Texte intégral
Le Parisien : Pensiez-vous vraiment, au moment de la création du RPR en 1976, que le Rassemblement fêterait un jour ses vingt ans ?
Jean-Louis Debré : Je ne doutais pas que le mouvement gaulliste durerait. Grâce au général de Gaulle, ce courant de pensée dépasse et transcende, en effet, les époques. Il est devenu une constante de la vie politique, appartient à notre patrimoine et s'incarne, notamment, dans le refus de la fatalité…
Le Parisien : Votre définition du gaullisme ?
Jean-Louis Debré : Pour moi, le gaullisme, cela signifie un État capable de dominer les forces corporatistes et conservatrices qui minent toute société, et d'imposer l'intérêt général ainsi qu'une organisation sociale fondée sur la promotion et la participation !
Le Parisien : Les Français n'aiment pas les partis politiques…
Jean-Louis Debré : Le RPR, c'est d'abord un rassemblement de femmes et d'hommes, d'origines et de conditions les plus diverses, réunis autour d'une certaine vision de la France. Il n'est pas la représentation d'une classe sociale, d'un groupe particulier, mais l'expression de la diversité de notre société. C'est en cela qu'il n'est pas un parti traditionnel…
Le Parisien : Le gaullisme est-il une forme de nationalisme ?
Jean-Louis Debré : Le nationalisme, c'est l'exaspération du sentiment national, l'affirmation qu'une nation est supérieure à une autre. Il n'y a rien de cela dans le gaullisme. Nous sommes des patriotes et notre action est tournée vers la France. Nous n'avons en nous aucune volonté hégémonique.

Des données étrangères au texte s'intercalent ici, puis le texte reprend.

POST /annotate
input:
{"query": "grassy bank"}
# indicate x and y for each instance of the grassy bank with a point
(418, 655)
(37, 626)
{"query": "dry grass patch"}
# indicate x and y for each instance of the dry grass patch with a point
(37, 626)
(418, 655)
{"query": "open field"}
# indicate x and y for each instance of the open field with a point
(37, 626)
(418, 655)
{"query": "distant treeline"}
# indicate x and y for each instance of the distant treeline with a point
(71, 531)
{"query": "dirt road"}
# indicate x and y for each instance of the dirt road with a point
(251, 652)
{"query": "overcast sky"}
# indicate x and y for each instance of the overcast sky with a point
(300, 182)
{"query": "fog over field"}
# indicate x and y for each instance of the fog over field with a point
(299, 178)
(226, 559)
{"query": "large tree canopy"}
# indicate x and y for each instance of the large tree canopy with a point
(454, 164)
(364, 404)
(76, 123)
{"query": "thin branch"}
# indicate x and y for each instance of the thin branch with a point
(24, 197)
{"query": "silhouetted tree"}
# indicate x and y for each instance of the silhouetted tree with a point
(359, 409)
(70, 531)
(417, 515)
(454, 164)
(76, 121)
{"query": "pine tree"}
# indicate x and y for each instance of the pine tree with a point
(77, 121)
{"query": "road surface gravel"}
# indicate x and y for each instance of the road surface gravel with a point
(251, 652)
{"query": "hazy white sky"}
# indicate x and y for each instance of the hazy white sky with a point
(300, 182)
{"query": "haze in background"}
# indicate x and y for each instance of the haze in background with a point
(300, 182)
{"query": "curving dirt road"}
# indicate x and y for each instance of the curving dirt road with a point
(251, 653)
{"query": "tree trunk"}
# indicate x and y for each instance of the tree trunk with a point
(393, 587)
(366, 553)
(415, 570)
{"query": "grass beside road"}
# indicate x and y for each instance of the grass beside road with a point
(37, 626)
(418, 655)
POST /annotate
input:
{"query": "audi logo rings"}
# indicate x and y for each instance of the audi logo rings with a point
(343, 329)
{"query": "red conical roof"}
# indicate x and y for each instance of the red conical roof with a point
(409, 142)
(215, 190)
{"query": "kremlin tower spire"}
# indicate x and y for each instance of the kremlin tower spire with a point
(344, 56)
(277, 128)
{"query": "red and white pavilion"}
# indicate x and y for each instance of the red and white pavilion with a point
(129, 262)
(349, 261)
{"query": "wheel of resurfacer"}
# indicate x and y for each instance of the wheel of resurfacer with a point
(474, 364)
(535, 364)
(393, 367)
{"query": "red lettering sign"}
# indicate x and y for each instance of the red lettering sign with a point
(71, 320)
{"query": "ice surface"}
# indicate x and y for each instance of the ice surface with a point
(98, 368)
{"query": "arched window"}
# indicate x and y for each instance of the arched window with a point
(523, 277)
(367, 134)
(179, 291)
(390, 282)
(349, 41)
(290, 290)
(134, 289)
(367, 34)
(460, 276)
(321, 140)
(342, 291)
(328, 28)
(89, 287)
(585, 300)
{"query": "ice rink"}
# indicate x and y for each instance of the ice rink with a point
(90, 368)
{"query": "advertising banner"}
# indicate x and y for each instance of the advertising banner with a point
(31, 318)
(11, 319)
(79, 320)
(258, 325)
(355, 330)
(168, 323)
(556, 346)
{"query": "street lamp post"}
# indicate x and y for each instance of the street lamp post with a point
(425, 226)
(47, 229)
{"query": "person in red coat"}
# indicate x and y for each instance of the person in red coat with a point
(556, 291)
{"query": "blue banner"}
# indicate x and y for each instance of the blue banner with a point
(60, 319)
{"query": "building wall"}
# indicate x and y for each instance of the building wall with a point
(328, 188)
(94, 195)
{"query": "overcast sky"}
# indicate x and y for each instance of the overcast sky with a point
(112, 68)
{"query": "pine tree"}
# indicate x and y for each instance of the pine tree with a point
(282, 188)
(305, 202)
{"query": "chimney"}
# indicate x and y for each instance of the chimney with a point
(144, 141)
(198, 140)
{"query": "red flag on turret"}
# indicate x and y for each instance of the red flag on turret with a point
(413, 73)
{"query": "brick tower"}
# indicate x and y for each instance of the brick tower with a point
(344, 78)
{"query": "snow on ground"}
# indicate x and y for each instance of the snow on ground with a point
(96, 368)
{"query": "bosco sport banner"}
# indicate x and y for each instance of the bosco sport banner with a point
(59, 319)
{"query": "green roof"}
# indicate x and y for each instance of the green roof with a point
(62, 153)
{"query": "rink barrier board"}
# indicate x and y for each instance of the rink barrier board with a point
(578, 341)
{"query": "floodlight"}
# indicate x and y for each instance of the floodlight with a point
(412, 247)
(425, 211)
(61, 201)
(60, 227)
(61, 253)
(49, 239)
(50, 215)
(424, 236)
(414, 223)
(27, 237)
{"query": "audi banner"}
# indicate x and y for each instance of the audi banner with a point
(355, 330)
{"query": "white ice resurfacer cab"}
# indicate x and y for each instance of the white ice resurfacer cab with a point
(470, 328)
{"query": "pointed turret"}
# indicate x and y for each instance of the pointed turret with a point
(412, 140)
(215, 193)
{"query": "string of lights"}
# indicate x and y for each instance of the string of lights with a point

Le Parisien : Les gaullistes ont-ils tous la même vision-de l'Europe ?
Jean-Louis Debré : L'Europe est une nécessité. Elle ne sera une réalité que si elle se construit dans le respect des nations qui la composent et des États qui la représentent. Les gaullistes condamnent la supranationalité et la bureaucratie européenne. S'il y a des sensibilités différentes, ils se retrouvent tous autour de cette Europe des nations.
Le Parisien : La crise que traverse la France aujourd'hui vous paraît-elle, toutes proportions gardées, semblable à celle de 1958 ?
Jean-Louis Debré : Il y a des ressemblances. En 1958, certains politiques étaient tentés par le renoncement et l'alignement sur les États-Unis. Il y a eu de Gaulle et le sursaut que l'on sait. Or nous retrouvons aujourd'hui des hommes politiques qui, repliés sur eux, ne croient plus la France capable d'un grand destin et d'une ambition nationale et internationale. Et Jacques Chirac, comme les gaullistes de 1958, propose aux Français de choisir la voie de l'effort et celle de l'ambition.
Le Parisien : Diriez-vous qu'Alain Juppé, à Matignon, aurait un air de ressemblance avec votre père, Michel Debré, qui assumait les mêmes fonctions en 1958 ?
Jean-Louis Debré : Je le crois. Alain Juppé, comme mon père a un sens aigu de l'intérêt général. Gouverner, pour eux, c'est choisir, diriger, commander. Et la politique, c'est un service public exigeant. Peu leur importe les effets médiatiques ou l'apparence ! Ce qui compte, c'est de prendre les décisions nécessaires pour les Français. Même au risque de l'impopularité.